BY KUNLE SOLAJA
Till date, it remains Nigeria’s worst defeat in all 21 World Cup matches the Super Eagles ever played.
Never since the 30 October 1955 Jalco Cup encounter in which the then Gold Coast (now Ghana) beat Nigeria’s Red Devils 7-0 in Accra had a Nigerian national team been so humiliated in a competitive encounter as it happened on this date 28 June 1998 at the France ’98 World Cup.
Even though an earlier 5-1 loss to Algeria at the opening match of the 1990 Africa Cup of Nations could be heavier, it was not as devastating as the loss to Denmark eight years later.
So much was expected from the Nigerian national team that the entire France ’98 followers were shocked when the team was beaten 4-1 by Denmark.
But this time, the world had expected Nigeria, which had beaten two European sides, Spain by 3-2 and Bulgaria by 1-0 to do the same to Denmark and set up for the first time, in the World Cup a quarterfinal clash of reigning Olympic champions and World Cup holders.
The players that won the Atlanta ‘96 Olympic gold medal composed the bulk of the Super Eagles. Brazil, the current World Cup holders had already scaled into the quarterfinals.
But the clash was not to be. Nigeria crumbled miserably 4-1 on a night the duo of Uche Okechukwu and Rashidi Yekini played their last international matches.
The match was barely three minutes old when Peter Moller put Denmark ahead. Brian Laudrup added the second in the 12th minute. When Ebbe Sand put in the third in the 60th minute, it turned to be the fastest goal by a substitute player in the World Cup history.
He was just 18 seconds on the pitch after coming in as a substitute for Peter Moller.
“It is a shame to lose like this”, remarked Victor Ikpeba. He was the first Nigerian to come out of the dressing room after they had kept reporters waiting for more than 30 minutes.

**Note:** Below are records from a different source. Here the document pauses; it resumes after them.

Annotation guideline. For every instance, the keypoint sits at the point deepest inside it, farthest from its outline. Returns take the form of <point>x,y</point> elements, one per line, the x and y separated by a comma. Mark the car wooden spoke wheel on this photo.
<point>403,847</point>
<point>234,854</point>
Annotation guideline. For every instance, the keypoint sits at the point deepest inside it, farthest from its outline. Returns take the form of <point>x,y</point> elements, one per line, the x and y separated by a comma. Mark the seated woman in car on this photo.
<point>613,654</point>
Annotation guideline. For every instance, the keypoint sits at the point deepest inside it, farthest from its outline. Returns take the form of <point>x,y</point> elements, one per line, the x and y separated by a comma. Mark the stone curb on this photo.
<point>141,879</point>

In the days they won matches, the Super Eagles marched out to the “Mixed Zone” to meet reporters within seconds of conclusion of the games.
For the Nigerians, reaching the quarter-finals of the France ’98 World Cup could have been a dream, but that night, it was more than nightmares for the Super Eagles who were the obvious favourites over the hitherto unsung Danish team that re-enacted its flaming form of the early stage of Mexico ’86, scoring at will.
The 4-1 defeat of Nigeria brought back the memories of Mexico ’86 in which the Danes went goal-berserk beating, for instance, Uruguay 6-1.
Glorious Danes! They did their homework well providing antidotes to every Nigerian strategy.
“We knew the Nigerians are skilful and often like to attack … so we closed the midfield tightly”, said Bo Johansson, the Swedish coach of Denmark.
For Nigeria, everything went awry. Poor goalkeeping, clumsy defenders, unimaginative midfielders, wingless flank men and clay-footed attackers, were the spectacle the Super Eagles presented the French crowd who cheered the Nigerians all the way, even in the face of obvious humiliating defeat.
Poor Austin Okocha, perhaps the only imaginative player in the Nigerian squad. He was struggling bravely to redeem a hopeless situation.
Coach Bora Milotinovic, obviously bereft of ideas, sat glued to the bench as if the pressure of the rampaging Danes had consumed him.
The Super Eagles looked spineless. Upfront, Victor Ikpeba was lost, roving aimlessly. Garba Lawal was deserted by imagination, unable to take any direct shot at goal, even when the field was clear for him.
He preferred to make unserviceable passes. Nwankwo Kanu was irritating. He put every foot wrong and everyone concluded he was not psyched up for the World Cup.
After 20 minutes, he was no better than a wandering passenger on the field. His substitution was forced on Bora. Even then, Yekini did not prove to be an alternative. He was clumsy with the ball.
Mutiu Adepoju had a fairly good game, playing in the unfamiliar position of right full back and having to support a glaringly feeble attack. The defence ruined an already bad situation.
Not even the hitherto celebrated Inter Milan ace, Taribo West could rise above average. He was heavy, very heavy like a pregnant woman due for delivery. He had obviously burnt himself out in the tough Italian league.
Goalkeeper Peter Rufai appeared to have blurred vision. Within three minutes of the game’s kick off, Peter Moller had put his side ahead.
After the match, Col. Abdulmumuni Aminu the then chairman of NFA sat glued to his seat, even five minutes after the state-of-the-art Stade de France was nearly empty.
His dark suit over black trousers and shoes perhaps reflected the melancholy state of his mind as he glanced blankly into the dark Paris sky. Deserted on the bench, Aminu was obviously finding it difficult to come to terms that the World Cup dream was over.